The innate immune response plays a crucial role in recognising and combating viral infections. Double-stranded RNA (dsRNA) is a potent proinflammatory signal, and its recognition by MDA5 and its coregulatory factor, LGP2, is essential for initiating antiviral responses. This study aimed to investigate the structure and function of MDA5 and LGP2.

I showed the cooperative nature of ATP hydrolysis in MDA5-dsRNA filaments. I discovered that adjacent MDA5 subunits in a filament hydrolyse ATP cooperatively, leading to coupled filament disassembly which allows MDA5 to displace tightly bound proteins from dsRNA. Unlike MDA5, LGP2 exhibits noncooperative ATP hydrolysis and ATP dependent internal binding to dsRNA which promotes the assembly of shorter MDA5 filaments, potentially enhancing filament stability or expanding the range of dsRNA ligands that MDA5 can interact with.
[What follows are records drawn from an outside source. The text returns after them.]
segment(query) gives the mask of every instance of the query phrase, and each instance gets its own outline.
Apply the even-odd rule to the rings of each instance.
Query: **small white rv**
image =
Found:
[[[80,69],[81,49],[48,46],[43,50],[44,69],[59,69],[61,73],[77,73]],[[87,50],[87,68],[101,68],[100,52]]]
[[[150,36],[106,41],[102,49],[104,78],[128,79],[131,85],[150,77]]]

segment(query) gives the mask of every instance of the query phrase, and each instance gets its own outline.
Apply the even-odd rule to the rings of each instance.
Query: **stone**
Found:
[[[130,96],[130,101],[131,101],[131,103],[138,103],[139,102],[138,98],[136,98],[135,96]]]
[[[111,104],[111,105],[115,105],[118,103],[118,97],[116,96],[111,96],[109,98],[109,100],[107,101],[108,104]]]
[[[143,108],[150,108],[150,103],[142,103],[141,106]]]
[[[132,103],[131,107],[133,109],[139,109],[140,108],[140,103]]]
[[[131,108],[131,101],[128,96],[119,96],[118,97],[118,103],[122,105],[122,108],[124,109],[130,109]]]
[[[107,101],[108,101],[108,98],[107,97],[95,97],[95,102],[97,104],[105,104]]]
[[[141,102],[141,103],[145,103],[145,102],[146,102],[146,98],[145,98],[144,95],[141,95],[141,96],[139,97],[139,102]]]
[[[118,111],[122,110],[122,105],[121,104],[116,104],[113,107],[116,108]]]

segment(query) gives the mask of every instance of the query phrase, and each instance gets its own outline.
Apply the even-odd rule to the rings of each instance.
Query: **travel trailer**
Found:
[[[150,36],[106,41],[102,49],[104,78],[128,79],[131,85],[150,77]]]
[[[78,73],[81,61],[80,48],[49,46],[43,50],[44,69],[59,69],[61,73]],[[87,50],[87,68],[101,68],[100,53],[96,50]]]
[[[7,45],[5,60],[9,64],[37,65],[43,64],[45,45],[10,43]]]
The M854K MDA5 variant is associated with interferonopathy. I revealed that the M854K mutation abolishes ATPase activity, stabilises MDA5-dsRNA complexes, increases IFN-β transcription, and disrupts signal transduction. Cryo-electron microscopy structures of wild-type (WT) and M854K MDA5-dsRNA filaments provided detailed insights into how the M854K mutation hinders conformational changes necessary for ATP hydrolysis and dissociation from endogenous RNAs, resulting in constitutive activation of signalling pathways.

In contrast, the partial loss-of-function I923V variant of MDA5 is type 1 diabetes (T1D) protective but increases vulnerability to viral infections. I showed how the I923V mutation causes hyperactive ATP hydrolysis, resulting in shorter and less stable filaments that have a relaxed grip on dsRNA. The I923V mutation disrupts the molecular brake function of residue 923, leading to accelerated ATP hydrolysis and expansion of the RNA binding footprint.

This work provides structural and functional data of MDA5 variants and its regulatory factors during the innate immune response. Understanding the mechanisms of MDA5 variants has the potential to inform the development of novel therapeutics and enhance personalised medicine approaches.